Find the sum of this infinite series

Question

Sum the series $$\frac{1^2}{2^2}+\frac{1^2\cdot3^2}{2^2\cdot4^2}+\frac{1^2\cdot3^2\cdot5^2}{2^2\cdot4^2\cdot6^2}+\ldots$$

Someone please help me in finding sum of this infinite series.
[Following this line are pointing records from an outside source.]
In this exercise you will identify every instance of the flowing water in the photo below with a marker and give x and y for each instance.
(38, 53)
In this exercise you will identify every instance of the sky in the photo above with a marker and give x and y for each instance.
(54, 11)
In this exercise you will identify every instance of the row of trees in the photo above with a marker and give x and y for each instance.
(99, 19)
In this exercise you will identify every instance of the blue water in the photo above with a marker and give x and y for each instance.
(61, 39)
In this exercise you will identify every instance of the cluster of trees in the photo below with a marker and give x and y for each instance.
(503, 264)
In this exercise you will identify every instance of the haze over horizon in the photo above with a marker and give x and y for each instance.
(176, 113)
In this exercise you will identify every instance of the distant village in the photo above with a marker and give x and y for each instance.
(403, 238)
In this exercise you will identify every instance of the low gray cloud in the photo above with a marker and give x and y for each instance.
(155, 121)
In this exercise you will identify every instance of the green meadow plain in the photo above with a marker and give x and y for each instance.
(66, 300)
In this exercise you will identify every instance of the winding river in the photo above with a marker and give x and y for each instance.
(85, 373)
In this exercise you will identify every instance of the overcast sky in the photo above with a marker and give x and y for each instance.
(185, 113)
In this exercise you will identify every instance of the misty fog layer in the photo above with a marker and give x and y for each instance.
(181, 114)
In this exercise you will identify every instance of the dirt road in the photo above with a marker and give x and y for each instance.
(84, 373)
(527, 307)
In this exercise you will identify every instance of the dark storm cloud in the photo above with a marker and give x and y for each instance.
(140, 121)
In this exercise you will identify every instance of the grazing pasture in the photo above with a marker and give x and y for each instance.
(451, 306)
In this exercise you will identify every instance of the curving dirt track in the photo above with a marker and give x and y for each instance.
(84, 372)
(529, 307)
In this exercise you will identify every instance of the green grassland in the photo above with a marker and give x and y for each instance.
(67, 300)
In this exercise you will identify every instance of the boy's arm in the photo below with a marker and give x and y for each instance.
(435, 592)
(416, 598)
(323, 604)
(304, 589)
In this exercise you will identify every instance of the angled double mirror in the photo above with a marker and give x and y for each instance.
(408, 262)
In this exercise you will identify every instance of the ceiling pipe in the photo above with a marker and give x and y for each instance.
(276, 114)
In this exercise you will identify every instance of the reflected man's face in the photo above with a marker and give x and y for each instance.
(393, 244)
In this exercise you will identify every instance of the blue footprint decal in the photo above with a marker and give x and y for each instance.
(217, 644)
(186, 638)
I have never found the sum of this kind of series.

Answer 1

The function $${}_2 F_1(1/2,1/2;1;z) = 1 + \sum_{n=1}^{\infty} \frac{((1/2)(3/2)...(1/2 + n - 1))^2}{n!^2} z^{n} = 1 + \sum_{n=1}^{\infty} \Big( \frac{1 \cdot 3 \cdot ... \cdot (2n-1)}{2 \cdot 4 \cdot ... \cdot (2n)} \Big)^2 z^{n}$$

can be expressed as an elliptic integral $$\frac{2}{\pi} \int_0^{\pi/2} \frac{1}{\sqrt{1 - z \sin^2(\theta)}} \, \mathrm{d}\theta$$ whenever $|z| < 1.$

From the integral representation it is easy to see that diverges as $z$ approaches $1$. For fun, the alternating series with $z = -1$ can be evaluated as $$1 -\frac{1^2}{2^2} + \frac{1^2 \cdot 3^2}{2^2 \cdot 4^2} \pm ... = \frac{\Gamma(1/4)^2}{(2\pi)^{3/2}} \approx 0.8346$$

Answer 2

One may observe that the general term of this series rewrites $$ a_n:=\frac{1^2\cdots(2n-1)^2}{2^2\cdot4^2\cdots(2n)^2}=\frac{[(2n)!]^2}{2^{4n}\cdot(n!)^4} $$ thus, as $n \to \infty$, it satisfies $$ \left|\frac{a_n}{a_{n+1}}\right| = 1+ \frac{1}{n} + \frac{C_n}{n^2},\quad |C_n|<1, $$ and the series diverges by Gauss' test which is a refined ratio test.